Abstract

Regulatory T (Treg) cells are essential for maternal immune tolerance of the fetus and placenta. In preeclampsia, aberrant Treg cell tolerance is implicated, but whether and how Treg cells affect the uterine vascular dysfunction thought to precede placental impairment and maternal vasculopathy is unclear. We utilized Foxp3DTR mice to test the hypothesis that Treg cells are essential regulators of decidual spiral artery adaptation to pregnancy. Transient Treg cell depletion during early placental morphogenesis caused impaired remodeling of decidual spiral arteries, altered uterine artery function and led to fewer DBA+ uterine natural killer (uNK) cells, resulting in late gestation fetal loss and fetal growth restriction.
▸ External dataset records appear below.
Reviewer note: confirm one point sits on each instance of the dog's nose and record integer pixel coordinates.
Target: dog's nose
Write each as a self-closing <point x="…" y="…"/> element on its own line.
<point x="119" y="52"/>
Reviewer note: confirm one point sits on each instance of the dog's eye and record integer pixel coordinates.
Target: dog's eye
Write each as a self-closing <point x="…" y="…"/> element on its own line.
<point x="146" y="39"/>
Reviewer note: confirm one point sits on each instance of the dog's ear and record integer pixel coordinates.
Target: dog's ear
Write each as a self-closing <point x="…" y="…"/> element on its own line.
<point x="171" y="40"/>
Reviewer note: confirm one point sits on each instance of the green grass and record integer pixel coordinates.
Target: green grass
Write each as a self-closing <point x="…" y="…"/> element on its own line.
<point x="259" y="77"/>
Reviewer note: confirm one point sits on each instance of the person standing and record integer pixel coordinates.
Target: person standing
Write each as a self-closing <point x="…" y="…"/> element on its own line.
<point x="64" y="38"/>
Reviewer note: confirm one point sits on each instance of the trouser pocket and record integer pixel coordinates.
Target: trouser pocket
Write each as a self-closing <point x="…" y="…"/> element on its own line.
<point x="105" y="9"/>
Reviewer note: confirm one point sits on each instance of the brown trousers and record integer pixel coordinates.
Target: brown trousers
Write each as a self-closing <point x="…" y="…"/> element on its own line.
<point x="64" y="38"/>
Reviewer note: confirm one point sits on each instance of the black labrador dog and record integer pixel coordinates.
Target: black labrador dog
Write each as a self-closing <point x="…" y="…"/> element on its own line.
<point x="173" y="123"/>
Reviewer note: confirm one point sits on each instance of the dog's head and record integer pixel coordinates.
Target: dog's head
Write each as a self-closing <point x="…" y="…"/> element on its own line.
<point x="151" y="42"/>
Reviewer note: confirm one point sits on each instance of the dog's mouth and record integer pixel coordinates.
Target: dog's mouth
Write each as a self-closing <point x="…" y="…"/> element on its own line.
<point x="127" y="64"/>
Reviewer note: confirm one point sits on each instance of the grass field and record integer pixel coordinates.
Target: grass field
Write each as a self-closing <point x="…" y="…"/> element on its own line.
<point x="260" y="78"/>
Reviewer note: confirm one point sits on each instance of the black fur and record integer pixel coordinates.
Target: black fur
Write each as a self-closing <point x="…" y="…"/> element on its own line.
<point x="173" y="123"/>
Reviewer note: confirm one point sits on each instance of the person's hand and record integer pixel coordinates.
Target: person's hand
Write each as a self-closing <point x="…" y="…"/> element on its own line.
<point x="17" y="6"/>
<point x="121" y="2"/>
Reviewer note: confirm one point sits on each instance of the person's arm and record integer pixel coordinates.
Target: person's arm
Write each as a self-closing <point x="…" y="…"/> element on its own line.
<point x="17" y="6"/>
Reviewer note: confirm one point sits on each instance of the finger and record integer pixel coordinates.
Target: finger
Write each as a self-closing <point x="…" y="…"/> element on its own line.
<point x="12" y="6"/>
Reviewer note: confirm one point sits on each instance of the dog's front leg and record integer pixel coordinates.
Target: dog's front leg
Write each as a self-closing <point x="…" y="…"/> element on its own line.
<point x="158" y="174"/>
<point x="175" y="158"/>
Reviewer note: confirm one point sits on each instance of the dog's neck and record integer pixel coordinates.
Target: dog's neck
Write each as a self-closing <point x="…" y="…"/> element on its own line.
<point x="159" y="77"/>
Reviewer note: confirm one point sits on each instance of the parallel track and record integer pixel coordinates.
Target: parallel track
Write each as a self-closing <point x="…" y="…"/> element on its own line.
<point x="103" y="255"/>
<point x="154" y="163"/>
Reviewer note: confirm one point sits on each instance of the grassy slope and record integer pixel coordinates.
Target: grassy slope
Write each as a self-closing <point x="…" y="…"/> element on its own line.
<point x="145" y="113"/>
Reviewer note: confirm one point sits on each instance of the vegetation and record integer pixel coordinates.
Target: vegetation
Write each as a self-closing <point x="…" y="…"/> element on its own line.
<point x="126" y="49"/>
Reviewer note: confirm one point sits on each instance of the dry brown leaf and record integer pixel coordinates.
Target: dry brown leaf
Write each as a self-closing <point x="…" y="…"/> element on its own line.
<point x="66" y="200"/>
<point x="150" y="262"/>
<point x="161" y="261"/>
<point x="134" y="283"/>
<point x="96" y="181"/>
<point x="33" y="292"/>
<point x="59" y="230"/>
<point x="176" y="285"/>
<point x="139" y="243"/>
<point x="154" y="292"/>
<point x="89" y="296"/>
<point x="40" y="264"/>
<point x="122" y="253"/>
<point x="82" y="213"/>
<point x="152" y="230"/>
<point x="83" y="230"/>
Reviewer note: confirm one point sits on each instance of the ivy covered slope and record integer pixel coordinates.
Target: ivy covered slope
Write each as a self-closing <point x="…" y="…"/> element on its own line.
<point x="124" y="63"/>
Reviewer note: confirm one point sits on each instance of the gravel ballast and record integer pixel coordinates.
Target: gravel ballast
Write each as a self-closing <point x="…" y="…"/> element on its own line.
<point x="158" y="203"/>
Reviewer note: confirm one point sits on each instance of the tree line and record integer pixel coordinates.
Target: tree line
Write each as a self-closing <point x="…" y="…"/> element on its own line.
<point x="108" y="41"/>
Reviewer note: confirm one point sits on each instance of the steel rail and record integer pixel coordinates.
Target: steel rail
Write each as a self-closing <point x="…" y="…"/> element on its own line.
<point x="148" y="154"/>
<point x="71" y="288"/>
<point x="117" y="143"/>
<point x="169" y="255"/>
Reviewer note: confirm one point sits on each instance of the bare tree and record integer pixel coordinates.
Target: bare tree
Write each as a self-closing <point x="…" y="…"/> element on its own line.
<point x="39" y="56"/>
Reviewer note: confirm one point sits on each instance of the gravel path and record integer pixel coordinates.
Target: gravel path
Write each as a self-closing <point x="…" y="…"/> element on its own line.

Replacing the Treg cells by transfer from wild-type donors mitigated the impact on uNK cells, vascular remodeling, and fetal loss. RNA sequencing of decidua revealed genes associated with NK cell function and placental extravillous trophoblasts were dysregulated after Treg cell depletion, and normalized by Treg cell replacement. These data implicate Treg cells as essential upstream drivers of uterine vascular adaptation to pregnancy, through a mechanism likely involving phenotypic regulation of uNK cells and trophoblast invasion. The findings provide insight into mechanisms linking impaired adaptive immune tolerance and altered spiral artery remodeling, two hallmark features of preeclampsia.